The really neat thing is that the directory /tmp/restored_work need not be on the machine from which your back up has been made. If this machine is, for example, irreparably damaged, you can simply restore data to a new machine in the same way (of course you will need your repository password).

Backing up to an external storage device with Restic

OneDrive is itself backed up, and this might make you think that a second storage medium is redundant. (For details on recovering data from OneDrive see Microsoft's advice here.) But the point is that OneDrive may be unavailable (if, say, your connection to it is broken) and that a third party has control of your account, which might be suspended or closed at any point. Hence the need for a second backup medium in the form of an external storage device.

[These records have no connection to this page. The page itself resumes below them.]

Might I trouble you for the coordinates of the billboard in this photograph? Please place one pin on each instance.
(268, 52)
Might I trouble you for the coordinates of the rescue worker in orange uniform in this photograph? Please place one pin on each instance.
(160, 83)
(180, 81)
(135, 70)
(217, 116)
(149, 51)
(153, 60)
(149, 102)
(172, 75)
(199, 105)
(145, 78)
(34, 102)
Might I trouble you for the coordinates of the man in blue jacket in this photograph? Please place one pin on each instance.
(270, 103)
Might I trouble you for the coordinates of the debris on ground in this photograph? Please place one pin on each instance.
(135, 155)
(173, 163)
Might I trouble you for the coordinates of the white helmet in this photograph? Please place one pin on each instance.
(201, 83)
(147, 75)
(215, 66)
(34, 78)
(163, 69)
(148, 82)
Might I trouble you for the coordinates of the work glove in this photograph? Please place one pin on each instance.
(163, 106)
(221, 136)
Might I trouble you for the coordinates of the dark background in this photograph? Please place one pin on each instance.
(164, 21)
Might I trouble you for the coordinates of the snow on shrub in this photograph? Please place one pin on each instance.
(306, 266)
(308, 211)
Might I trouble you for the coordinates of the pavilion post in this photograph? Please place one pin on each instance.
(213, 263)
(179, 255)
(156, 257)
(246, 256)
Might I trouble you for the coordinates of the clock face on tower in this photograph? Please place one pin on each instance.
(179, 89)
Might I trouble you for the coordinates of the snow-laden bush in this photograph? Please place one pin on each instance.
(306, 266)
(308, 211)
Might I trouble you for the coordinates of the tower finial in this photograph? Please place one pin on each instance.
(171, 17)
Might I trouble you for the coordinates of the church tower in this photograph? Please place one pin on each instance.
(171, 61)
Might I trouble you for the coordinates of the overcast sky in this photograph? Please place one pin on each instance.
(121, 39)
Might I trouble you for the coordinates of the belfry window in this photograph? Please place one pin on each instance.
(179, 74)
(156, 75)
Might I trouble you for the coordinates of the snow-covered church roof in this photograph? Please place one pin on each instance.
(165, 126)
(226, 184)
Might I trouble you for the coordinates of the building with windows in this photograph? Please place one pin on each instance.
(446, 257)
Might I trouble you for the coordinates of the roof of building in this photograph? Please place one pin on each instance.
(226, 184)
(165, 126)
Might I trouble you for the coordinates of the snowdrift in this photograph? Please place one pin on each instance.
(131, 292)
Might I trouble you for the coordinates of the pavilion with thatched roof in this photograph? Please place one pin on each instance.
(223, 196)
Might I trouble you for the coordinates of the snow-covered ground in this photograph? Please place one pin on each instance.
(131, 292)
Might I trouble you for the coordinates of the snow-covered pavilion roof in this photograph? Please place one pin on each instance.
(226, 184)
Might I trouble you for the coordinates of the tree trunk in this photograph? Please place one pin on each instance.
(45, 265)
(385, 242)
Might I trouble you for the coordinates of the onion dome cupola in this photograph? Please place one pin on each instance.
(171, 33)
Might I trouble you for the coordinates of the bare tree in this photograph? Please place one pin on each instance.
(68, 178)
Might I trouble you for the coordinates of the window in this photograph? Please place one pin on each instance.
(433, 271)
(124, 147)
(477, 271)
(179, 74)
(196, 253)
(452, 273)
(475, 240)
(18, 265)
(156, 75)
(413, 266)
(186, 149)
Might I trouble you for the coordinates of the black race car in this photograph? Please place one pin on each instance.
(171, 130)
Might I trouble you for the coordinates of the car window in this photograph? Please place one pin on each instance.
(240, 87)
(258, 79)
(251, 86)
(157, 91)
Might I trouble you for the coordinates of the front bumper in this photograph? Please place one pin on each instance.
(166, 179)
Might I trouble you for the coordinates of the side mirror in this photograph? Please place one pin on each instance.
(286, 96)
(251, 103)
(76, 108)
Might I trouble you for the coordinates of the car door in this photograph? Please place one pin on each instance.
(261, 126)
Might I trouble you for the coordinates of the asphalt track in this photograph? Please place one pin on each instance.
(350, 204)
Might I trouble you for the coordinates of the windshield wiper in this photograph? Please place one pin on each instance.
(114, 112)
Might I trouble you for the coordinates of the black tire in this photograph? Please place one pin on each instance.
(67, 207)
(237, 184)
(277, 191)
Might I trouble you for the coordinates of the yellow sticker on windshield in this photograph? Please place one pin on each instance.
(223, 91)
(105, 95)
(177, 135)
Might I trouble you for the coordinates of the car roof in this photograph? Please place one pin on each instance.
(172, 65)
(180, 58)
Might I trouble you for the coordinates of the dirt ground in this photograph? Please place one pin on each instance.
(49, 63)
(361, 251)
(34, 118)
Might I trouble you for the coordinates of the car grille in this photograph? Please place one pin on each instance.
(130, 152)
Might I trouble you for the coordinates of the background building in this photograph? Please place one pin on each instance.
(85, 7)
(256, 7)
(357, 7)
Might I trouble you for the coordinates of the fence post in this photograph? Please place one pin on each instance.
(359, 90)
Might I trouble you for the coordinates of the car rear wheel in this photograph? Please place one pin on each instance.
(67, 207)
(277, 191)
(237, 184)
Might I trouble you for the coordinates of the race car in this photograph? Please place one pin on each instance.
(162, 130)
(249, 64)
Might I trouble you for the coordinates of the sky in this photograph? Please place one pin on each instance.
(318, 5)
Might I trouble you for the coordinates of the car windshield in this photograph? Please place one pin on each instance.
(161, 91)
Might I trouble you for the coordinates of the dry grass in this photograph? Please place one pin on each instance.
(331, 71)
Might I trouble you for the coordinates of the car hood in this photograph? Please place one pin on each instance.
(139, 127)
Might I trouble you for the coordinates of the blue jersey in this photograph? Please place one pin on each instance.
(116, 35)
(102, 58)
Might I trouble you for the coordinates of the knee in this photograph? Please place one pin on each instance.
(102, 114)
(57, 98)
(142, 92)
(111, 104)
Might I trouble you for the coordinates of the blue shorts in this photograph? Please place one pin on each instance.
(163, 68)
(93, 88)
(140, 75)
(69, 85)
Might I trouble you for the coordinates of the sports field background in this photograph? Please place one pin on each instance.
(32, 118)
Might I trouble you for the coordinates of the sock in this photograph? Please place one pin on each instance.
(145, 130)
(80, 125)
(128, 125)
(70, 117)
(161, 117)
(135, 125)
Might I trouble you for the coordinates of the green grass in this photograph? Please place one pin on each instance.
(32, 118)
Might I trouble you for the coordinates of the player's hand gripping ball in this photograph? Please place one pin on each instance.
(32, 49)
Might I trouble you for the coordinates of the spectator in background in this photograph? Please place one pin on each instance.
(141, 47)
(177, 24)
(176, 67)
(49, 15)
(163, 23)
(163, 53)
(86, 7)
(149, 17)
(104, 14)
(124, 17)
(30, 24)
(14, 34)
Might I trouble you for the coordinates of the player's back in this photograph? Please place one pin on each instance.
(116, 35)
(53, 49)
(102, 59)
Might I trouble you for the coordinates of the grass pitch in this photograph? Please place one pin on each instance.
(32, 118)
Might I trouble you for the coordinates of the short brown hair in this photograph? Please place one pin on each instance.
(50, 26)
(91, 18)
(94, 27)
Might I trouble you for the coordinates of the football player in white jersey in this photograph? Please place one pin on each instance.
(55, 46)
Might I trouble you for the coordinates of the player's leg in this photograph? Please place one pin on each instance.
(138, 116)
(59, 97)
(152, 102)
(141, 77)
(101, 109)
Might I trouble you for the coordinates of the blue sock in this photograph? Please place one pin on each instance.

On your external storage device again create a repository called Backup. This will be available as Path/To/External/Storage/Device/Backup.

$ restic -r Path/To/External/Storage/Device/Backup init

Then back up to it using the following command.

$ restic -r Path/To/External/Storage/Device/Backup backup Path/ --dry-run

If all is well run the same command without the dry-run flag. This will again take some considerable time.

$ restic -r Path/To/External/Storage/Device/Backup backup Path/

To schedule automatic backups using Cron we need change only the file /usr/local/bin/linux_backup.sh. Add the following line to it.

backup Path/To/External/Storage/Device/Backup

Again, check that the scheduled job runs as expected.

Final words

You are all done. If you have set things up so that Mail sends you alerts when a backup fails or a repository error is detected then you need never think about this again. If not then it is wise to check your log files intermittently.